My blood test came back negative (PCR DNA) and now they say it may be shingles. I looked this up in my university’s medical library and it turns out that 8% of shingles can present along the lumbar dermatone (vulva and buttocks)! And mine was one-sided which is typical for shingles. Will get retested for HSV in a couple of months just to be sure.

I just got lab results back and it was a "HSV-1 DNA, QN PCR" and "HSV-2 DNA, QN PCR" test. Anyone know if this test is more reliable than IGG? The tests were negative, drawn on the day I had my first outbreak.

Yay! Good luck!

You can get a blood test but it make take several weeks for you body to build antigens, so even if you get a negative test now, you should retest in a few months. (Just from what I've read).

Powerful posts. Thank you all for sharing.

Thanks for all your suggestions. I've looked up coconut oil and St. John's wort and will check them out. Vit C, too.

It may be a wakeup call to start eating better and cut down on my 2 glasses/wine per day. I have a supportive husband who only wants me to feel better, and is not looking to lay blame anywhere. So that allows me to look forward, not back, and see how I can live my best, most healthy life. My husband and I like to ride bicycles, and have been taking annual bicycling vacations. I said to him, "how can we plan for vacations when I could have an outbreak at any time" (and not be able to sit on a bike seat!), but he is so optimistic.. he said, "no problem, you can just ride the SAG wagon" (for those that don't want to ride). So I do feel I have a supportive partner in this next phase of my life, and thanks to this forum and positive thoughts, I will do my best to use this as an opportunity for self-improvement. I am surprised at how tired I feel during this outbreak. Energy when I first get up, then I just want to go back to bed for awhile. I tried walking yesterday (day 6) and was surprised that I got tired and even a little short of breath after a mile! Guess it is too early and I need to give my body the time it needs to heal.

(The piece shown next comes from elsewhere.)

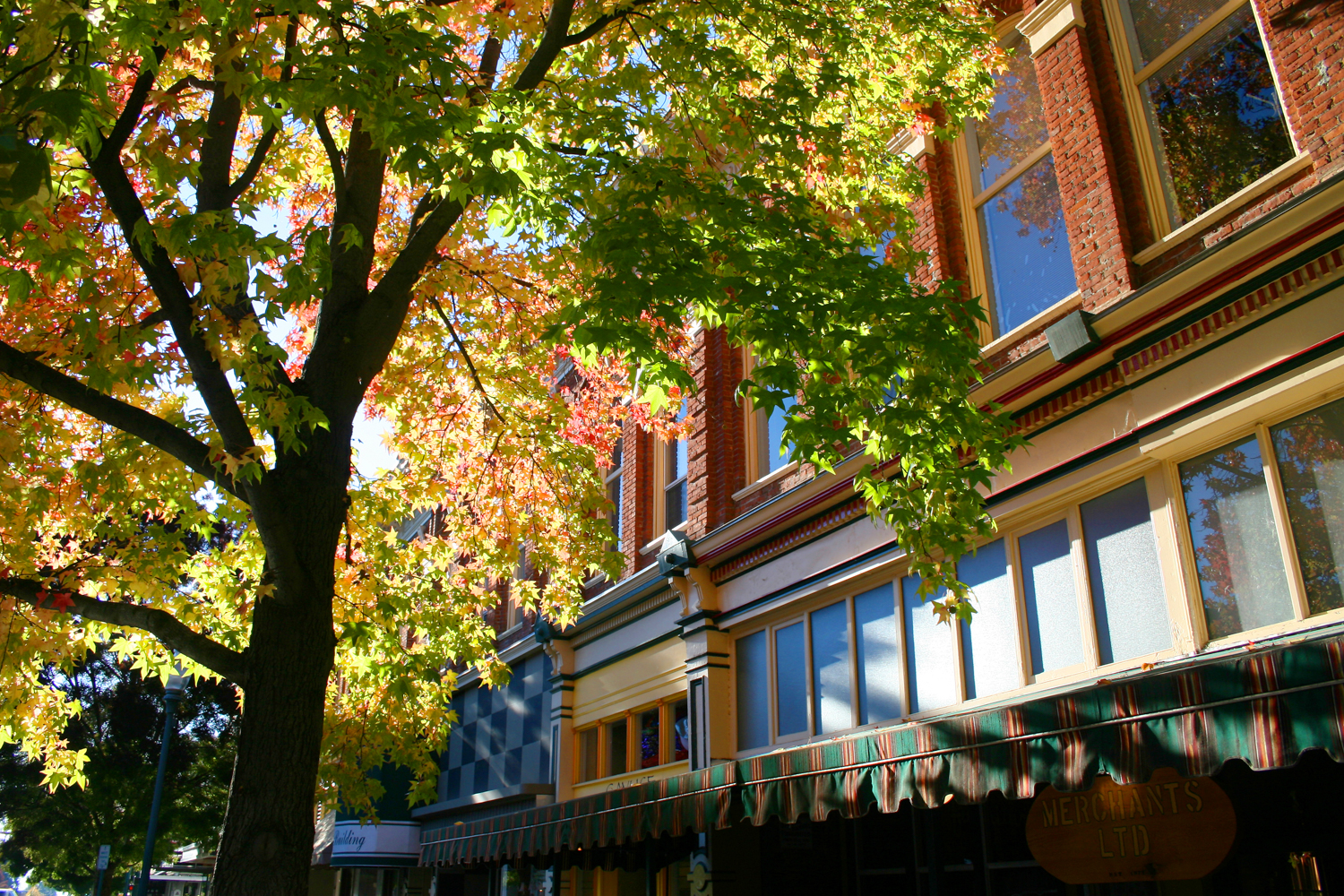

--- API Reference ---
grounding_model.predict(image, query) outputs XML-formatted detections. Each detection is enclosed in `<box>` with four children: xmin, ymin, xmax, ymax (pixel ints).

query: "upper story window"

I have a f/up appt with the MD for day 17 after my outbreak, but kind of dread it as I feel anyone outside of my marriage, including her, will be looking for whom to point fingers at (though she was very nice).

I hope you have found some peace since you wrote this post. One error in judgment makes us human, not "less than". From reading other posts I see that there is hope, and this can become another condition to live with, and manage, without it obsessing our daily thoughts.

Thank you both for your input.

My husband and I have been married 42 years and had sexual partners before then. I had one partner outside marriage , a regrettable one night stand, but that was 30+ years ago! My husband and I are very close and I really can’t imagine he ever had time for an external partner, and he says he hasn’t. We’ve been retired for a year and are always together. All I can figure out is that we brought it into our marriage (he, or I, or both), or I brought it in 30 years ago. I’ve read most people never know they have it. So why now? Can it really be dormant or go undetected that long?